神に対して膨大な罪の負債を抱えている私は、
いくら善行苦行を積んだところでその罪は帳消しにはならないのである。
それには血潮、つまり生命が必要とされた。
それも罪に汚れていない、純白な血潮でなければ贖いの効力はないのである。
罪のない神の小羊は一人だけ、主なるイエスであられる。
貴方の罪の負債は、すでに主イエスが十字架上で支払い済なのである。
❸「(他者を)赦さなければ、(貴方も神から)赦されない」とは、本当か?
たとえ話の最後は、
しもべ仲間を赦さなかった彼を捕まえて、牢屋にぶち込んだ王の話があり、
「心から兄弟を赦さないなら、天の父も、あなた方にこのようになさる」
との主の結語で終わっている。
似たような箇所としてマタイ 6:14 がある。
「14 もし人の罪を赦すなら、あなたがたの天の父もあなたがたを赦してくださいます。
15 しかし、人を赦さないなら、あなたがたの父もあなたがたの罪をお赦しになりません。
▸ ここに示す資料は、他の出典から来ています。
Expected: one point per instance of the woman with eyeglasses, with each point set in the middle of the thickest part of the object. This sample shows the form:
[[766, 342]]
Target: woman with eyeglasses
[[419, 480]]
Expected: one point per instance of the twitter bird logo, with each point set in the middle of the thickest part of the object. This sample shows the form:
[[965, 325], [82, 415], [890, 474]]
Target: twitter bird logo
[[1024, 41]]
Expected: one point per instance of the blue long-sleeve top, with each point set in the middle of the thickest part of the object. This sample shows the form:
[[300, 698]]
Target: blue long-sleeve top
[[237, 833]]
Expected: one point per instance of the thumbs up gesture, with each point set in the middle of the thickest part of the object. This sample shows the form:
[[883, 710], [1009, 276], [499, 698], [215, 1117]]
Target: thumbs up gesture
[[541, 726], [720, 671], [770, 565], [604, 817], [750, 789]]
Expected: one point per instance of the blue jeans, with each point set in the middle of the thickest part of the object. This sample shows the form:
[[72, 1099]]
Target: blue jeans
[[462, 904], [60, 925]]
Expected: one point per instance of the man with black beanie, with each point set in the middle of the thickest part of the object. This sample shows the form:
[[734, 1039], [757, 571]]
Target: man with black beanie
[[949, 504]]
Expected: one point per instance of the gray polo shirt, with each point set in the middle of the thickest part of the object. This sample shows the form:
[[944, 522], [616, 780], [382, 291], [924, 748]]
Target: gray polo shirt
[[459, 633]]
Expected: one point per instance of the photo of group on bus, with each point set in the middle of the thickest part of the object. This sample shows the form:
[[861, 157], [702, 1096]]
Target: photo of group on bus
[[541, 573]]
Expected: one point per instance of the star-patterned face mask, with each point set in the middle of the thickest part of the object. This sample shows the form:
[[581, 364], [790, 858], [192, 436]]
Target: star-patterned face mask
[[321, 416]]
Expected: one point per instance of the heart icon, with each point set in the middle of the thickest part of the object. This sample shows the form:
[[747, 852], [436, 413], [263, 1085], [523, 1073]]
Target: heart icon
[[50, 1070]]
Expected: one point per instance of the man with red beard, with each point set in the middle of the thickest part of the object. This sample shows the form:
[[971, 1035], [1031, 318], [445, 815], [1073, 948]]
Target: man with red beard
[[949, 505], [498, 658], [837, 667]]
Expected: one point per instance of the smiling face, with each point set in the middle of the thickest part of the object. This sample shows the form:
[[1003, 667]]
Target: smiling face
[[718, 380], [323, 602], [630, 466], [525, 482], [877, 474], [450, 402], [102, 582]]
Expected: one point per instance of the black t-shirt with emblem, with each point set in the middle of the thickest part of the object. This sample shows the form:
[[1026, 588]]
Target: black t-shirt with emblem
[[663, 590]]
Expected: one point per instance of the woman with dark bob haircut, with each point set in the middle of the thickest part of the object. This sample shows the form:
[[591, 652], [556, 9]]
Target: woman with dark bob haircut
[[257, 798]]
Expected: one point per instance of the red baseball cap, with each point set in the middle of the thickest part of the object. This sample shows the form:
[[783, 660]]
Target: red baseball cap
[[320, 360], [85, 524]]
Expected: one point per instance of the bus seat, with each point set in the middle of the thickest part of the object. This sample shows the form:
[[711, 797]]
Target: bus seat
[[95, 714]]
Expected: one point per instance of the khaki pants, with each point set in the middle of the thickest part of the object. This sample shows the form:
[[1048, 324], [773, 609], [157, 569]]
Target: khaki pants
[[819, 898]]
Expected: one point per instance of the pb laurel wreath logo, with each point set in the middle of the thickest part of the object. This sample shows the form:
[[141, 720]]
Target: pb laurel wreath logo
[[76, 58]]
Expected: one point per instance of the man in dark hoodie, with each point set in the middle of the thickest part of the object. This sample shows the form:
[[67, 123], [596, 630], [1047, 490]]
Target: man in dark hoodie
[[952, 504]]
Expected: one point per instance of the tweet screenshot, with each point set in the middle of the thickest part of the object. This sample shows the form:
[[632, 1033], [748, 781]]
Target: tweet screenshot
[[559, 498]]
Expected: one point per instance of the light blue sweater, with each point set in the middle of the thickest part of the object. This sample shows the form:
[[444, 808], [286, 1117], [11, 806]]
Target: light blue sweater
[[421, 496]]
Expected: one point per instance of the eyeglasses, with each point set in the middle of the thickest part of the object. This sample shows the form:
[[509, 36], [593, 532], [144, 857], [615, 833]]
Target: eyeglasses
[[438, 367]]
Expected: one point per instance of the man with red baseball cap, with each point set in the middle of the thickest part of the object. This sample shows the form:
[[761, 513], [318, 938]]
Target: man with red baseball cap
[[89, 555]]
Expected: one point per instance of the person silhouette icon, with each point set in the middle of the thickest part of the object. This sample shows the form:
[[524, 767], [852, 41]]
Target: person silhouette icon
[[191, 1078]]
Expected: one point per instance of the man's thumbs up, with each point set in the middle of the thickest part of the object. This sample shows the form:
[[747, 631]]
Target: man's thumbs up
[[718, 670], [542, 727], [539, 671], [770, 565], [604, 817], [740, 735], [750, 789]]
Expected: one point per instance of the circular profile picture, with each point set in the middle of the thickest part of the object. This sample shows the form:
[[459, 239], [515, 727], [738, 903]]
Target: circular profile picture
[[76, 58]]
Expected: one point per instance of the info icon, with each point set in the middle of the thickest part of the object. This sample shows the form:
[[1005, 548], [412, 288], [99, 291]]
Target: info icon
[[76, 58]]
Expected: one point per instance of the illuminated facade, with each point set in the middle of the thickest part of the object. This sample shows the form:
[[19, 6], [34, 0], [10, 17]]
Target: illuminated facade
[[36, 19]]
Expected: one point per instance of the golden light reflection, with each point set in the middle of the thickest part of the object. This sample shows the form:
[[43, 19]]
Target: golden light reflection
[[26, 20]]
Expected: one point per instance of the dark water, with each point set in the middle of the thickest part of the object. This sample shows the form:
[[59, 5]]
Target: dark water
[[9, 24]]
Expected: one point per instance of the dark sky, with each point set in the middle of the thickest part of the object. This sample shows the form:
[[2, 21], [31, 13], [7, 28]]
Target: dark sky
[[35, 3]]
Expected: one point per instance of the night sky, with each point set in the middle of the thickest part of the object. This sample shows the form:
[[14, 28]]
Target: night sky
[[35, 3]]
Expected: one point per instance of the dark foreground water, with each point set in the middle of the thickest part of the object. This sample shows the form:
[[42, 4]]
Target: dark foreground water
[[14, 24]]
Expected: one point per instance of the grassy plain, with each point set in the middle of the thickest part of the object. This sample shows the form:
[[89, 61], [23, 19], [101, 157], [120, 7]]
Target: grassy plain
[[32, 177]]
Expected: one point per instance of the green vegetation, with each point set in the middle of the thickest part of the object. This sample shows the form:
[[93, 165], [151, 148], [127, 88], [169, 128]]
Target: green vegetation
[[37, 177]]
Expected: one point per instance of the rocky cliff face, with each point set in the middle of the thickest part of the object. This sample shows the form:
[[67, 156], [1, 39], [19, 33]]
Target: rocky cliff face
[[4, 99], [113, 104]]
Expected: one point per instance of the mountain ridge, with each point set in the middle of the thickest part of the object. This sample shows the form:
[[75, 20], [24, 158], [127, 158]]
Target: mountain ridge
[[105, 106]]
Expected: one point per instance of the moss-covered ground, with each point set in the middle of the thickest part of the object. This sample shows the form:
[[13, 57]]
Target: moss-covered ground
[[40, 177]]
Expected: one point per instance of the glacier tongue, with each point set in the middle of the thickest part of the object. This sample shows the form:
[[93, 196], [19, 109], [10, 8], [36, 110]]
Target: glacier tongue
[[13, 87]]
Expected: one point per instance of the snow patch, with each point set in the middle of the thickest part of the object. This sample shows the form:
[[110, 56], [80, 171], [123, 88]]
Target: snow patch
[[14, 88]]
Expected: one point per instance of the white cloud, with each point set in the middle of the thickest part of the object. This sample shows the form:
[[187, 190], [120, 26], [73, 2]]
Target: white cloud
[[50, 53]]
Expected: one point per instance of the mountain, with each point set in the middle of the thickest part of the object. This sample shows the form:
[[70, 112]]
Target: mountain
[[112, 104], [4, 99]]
」 (マタイ6:14-15)
これらは、これまでに大きな誤解を生んできた聖句である。
あたかも私たちが他者を赦す度合いに応じて、神からの赦しが得られる、
もし赦さないなら赦されたことまで、
つまり救いそのものまでが取り上げられてしまうかのように読み込まれてしまう傾向にある。
聖書の言葉は、そこの箇所だけを取り上げて判断してならない。
どういう状況の下で語られたものかという、文脈を考慮せねばならない。
当時の社会的、歴史的、文化的なあらゆる側面の文脈を見出した上で、
始めて妥当な解釈が成り立つ。
誇張法や倒置法といった文学的手法があることも、わきまえねばならない。
そして聖書の他の多くの箇所で、広いスペースを割いた箇所で
明確に教えている教理と矛盾するかのような解釈を拾い出してはならない。
こられは解釈学の原則である。
この原則を無視してある特異な聖書箇所を取り上げ、
直接現在の自分たちに当てはめようとするのは危険であり、
恣意的解釈に陥る。
その過ちは繰り返されてきた。
たとえは千年ほど前、キリスト教国と言われる欧州諸国の十字軍派遣の根拠に、
また今日では、エホバの証人という異端が輸血を拒否して我が子を死に至らしめる教えも、
聖書の言葉を文脈を無視しての乱用によるものである。
もし人の救いが、上記のように人が他人を赦したかどうかにかかっているとするなら、善行により人は救われることになってしまう。
それは、人はただ神の恵みにより、一方的に救いが与えられるとする聖書全体の教えとは逆行するものである。
人の為せる領域は、その恵みを受け取る信仰だけである。
では、王なる神様が「獄屋に引き渡す」とはどういう意味か?
それは、神が備えておられる祝福に与ることが出来ない、
ということで救いが取り去られることではない。
ルワンダのジェノサイドの際、
暴虐と暴行から逃れた女性が、やがて犯人と和解する場面が先日紹介されていた。
その女性は犯人を赦さない限り、憎しみと怨念に苦しみ続けたという。
自分を解放して自由にさせる唯一の方法は、復讐ではなく、
主イエスによって犯人を赦すことだったと証言してくれた。
その赦しの超自然的な力と恵みとを主からいただいたのだと、証されていた。